I am using version 2.6.1. What I am trying to accomplish is store financial ticks history and was thinking of using separate buckets with aggregations. Is it possible to query a bucket with aggregated data (e.g.1 hour range) and also append the latest live data, does influxDb support this? (real-time buckets)

P.S. I ran the query and the execution time is 5-6 seconds.

Oh, ok. If you’re going to write the aggregated data back to InfluxDB, you don’t need to pivot it. That should save you some compute time.
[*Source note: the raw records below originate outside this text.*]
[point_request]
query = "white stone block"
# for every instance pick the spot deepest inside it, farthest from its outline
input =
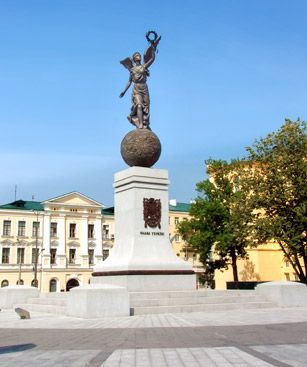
(148, 283)
(16, 294)
(284, 293)
(97, 300)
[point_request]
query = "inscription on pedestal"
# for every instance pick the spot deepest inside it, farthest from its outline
(152, 212)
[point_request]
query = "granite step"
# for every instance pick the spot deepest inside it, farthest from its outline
(48, 301)
(200, 308)
(45, 308)
(176, 301)
(190, 294)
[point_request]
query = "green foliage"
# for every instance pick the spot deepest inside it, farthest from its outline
(217, 229)
(277, 178)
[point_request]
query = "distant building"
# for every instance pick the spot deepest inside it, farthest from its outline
(72, 233)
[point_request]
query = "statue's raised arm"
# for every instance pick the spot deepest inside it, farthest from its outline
(139, 115)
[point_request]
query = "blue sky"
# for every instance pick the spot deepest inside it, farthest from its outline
(227, 72)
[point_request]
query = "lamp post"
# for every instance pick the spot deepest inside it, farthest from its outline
(19, 262)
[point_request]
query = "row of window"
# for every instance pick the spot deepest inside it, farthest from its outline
(53, 252)
(36, 229)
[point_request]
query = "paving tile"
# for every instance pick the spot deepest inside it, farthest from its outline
(293, 355)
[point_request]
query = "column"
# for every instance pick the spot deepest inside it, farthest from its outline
(61, 253)
(84, 241)
(46, 241)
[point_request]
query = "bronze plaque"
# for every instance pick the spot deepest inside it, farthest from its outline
(152, 212)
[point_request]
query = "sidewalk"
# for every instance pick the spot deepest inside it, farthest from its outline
(263, 337)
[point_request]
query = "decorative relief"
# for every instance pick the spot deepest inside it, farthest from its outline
(152, 212)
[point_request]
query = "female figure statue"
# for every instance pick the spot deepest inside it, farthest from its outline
(139, 115)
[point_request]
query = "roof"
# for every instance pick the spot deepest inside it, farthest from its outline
(180, 207)
(108, 211)
(23, 205)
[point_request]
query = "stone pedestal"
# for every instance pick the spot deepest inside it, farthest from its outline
(142, 258)
(95, 301)
(16, 294)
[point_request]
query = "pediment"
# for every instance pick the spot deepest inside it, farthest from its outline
(7, 242)
(74, 199)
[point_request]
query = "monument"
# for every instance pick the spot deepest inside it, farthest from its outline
(142, 259)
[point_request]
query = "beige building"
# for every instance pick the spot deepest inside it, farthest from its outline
(66, 234)
(72, 233)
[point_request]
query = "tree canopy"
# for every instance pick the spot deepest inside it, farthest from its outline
(219, 217)
(252, 201)
(278, 182)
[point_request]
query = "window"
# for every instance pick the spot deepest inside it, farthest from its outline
(90, 231)
(106, 231)
(53, 229)
(35, 229)
(6, 228)
(105, 254)
(20, 255)
(91, 256)
(72, 230)
(5, 255)
(34, 253)
(21, 228)
(4, 283)
(72, 256)
(53, 256)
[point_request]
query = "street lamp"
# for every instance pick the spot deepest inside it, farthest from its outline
(35, 281)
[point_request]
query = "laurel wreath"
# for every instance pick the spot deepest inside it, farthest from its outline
(149, 39)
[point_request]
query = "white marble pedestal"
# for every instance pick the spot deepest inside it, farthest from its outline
(142, 258)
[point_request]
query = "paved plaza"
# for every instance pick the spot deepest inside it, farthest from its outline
(263, 337)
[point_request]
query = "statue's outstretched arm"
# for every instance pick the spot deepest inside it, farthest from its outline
(152, 58)
(126, 88)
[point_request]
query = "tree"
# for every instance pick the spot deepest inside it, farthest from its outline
(277, 178)
(218, 228)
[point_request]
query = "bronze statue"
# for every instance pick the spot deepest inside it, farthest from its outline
(139, 115)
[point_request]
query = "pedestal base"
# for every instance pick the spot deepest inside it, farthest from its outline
(16, 294)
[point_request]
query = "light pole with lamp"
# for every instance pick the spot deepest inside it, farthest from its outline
(19, 262)
(35, 281)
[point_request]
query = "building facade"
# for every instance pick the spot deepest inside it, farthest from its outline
(56, 243)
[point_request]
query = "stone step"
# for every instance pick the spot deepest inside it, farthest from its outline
(53, 295)
(48, 301)
(201, 308)
(32, 307)
(176, 301)
(134, 296)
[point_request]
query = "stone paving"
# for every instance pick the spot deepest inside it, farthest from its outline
(263, 337)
Yes, totally possible. There’s a thread about this here: Flux query over multiple downsampled buckets with different retention policies

Thanks, I went through the thread. I have a case, when the selected time range is in the past, it should query only the aggregated bucket, and when the range is until now, it should query both buckets - the aggregated and the “live date” bucket. But I don’t know how to implement the conditions:

if rangeStop > latestAggrData.time then union with livedata(start: latestAggrData.time, stop: now())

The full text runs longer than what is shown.